Why do we care about such stories? For centuries in Europe, artists were trained to produce ‘memento mori’, works of art that would remind their viewers of death. They usually featured a skull and an hourglass.
The point of these works wasn’t to make people despair, just to focus on what really matters
Horrific accidents could serve a similar refocusing function. Most of what upsets us from day to day is disconnected from what ultimately gives our life its meaning – and yet these stresses absorb our energies with vicious intensity nevertheless. Vivid reminders of mortality put our prosaic obsessions into question. When measured against our limited time spans, the true insignificance of some of our concerns is emphasised and our narcissistic, frivolous tendencies can cede to our more sincere and purposeful sides.
News of sudden accidents in parks humbles us into acknowledging that, if life is as fragile as this, if we really have no guarantee that there are decades left ahead, then we don’t want to be people who spent an afternoon arguing with a beloved, who refused to forgive a friend for a minor transgression or who neglected a genuine talent in favour of an unhappy sinecure. The thought of death has the power to rearrange our priorities, returning to the surface the more valuable parts of us which have a tendency to get submerged in the everyday struggles.

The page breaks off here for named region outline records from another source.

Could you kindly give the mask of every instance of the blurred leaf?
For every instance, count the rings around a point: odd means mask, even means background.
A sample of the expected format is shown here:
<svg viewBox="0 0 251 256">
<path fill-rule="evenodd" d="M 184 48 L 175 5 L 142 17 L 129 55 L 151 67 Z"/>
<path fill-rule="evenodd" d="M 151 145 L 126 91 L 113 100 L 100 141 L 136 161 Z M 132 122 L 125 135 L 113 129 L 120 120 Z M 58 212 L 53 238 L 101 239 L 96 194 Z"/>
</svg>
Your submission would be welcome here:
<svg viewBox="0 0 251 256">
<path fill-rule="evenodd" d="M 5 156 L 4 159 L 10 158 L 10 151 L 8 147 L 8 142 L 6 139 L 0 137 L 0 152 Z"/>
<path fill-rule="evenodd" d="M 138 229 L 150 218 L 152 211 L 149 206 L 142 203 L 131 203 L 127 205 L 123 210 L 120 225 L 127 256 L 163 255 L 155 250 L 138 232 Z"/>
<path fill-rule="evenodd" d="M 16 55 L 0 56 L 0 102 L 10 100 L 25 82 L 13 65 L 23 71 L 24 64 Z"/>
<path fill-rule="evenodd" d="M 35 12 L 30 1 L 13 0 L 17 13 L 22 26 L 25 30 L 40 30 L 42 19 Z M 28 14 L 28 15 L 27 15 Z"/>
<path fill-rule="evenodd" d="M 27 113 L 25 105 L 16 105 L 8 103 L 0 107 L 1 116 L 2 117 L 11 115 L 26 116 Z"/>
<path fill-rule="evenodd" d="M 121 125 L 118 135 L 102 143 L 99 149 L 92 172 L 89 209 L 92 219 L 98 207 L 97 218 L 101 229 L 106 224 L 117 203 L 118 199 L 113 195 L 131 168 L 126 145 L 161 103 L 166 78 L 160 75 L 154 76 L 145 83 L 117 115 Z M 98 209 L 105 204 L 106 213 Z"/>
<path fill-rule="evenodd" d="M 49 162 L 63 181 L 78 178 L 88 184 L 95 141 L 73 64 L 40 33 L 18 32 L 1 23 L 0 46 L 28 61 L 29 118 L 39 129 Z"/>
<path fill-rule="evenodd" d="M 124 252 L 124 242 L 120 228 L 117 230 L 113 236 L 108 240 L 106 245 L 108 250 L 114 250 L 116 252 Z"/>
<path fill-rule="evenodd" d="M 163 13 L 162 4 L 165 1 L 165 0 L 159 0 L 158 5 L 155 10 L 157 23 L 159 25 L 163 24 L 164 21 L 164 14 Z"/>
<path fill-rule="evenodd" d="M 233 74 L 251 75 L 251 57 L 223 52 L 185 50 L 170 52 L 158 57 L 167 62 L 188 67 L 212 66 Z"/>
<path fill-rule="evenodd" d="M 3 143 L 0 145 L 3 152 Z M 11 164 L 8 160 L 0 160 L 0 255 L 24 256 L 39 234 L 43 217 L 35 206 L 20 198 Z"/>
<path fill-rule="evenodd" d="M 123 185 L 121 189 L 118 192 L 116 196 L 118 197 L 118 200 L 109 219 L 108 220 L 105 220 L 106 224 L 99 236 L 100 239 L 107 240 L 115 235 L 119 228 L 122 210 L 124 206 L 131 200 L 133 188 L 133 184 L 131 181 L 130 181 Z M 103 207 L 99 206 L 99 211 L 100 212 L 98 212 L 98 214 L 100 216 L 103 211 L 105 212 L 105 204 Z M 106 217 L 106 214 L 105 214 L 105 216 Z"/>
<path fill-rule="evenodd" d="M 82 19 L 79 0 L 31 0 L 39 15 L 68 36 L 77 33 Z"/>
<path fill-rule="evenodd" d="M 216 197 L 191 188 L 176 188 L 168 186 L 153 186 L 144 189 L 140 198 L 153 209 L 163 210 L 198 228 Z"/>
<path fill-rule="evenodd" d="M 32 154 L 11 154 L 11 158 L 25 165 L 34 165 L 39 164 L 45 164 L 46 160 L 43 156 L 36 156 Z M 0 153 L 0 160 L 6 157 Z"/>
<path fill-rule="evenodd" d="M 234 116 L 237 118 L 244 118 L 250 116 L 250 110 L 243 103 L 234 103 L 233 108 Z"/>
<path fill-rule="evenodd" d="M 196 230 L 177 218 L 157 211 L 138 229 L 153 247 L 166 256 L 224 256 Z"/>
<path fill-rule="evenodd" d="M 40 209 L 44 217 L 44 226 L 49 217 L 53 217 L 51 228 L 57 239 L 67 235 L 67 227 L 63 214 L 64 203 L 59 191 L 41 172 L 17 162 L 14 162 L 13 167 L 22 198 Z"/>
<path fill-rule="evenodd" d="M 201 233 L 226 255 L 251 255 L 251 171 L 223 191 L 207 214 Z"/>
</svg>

Evidence of what there is really to fear has the chance to scare us into leading our lives as we know, in the core of our being, that we properly should.
The news offers us the opportunity to use its grim stories as our own, modern version of ‘memento mori’. Horrific accidents should cease to be merely records of private pain. They should help us to embark upon the far more important task of living in accordance with our true talents and interests in whatever precious moments we may have left before a falling tree branch calls time on us.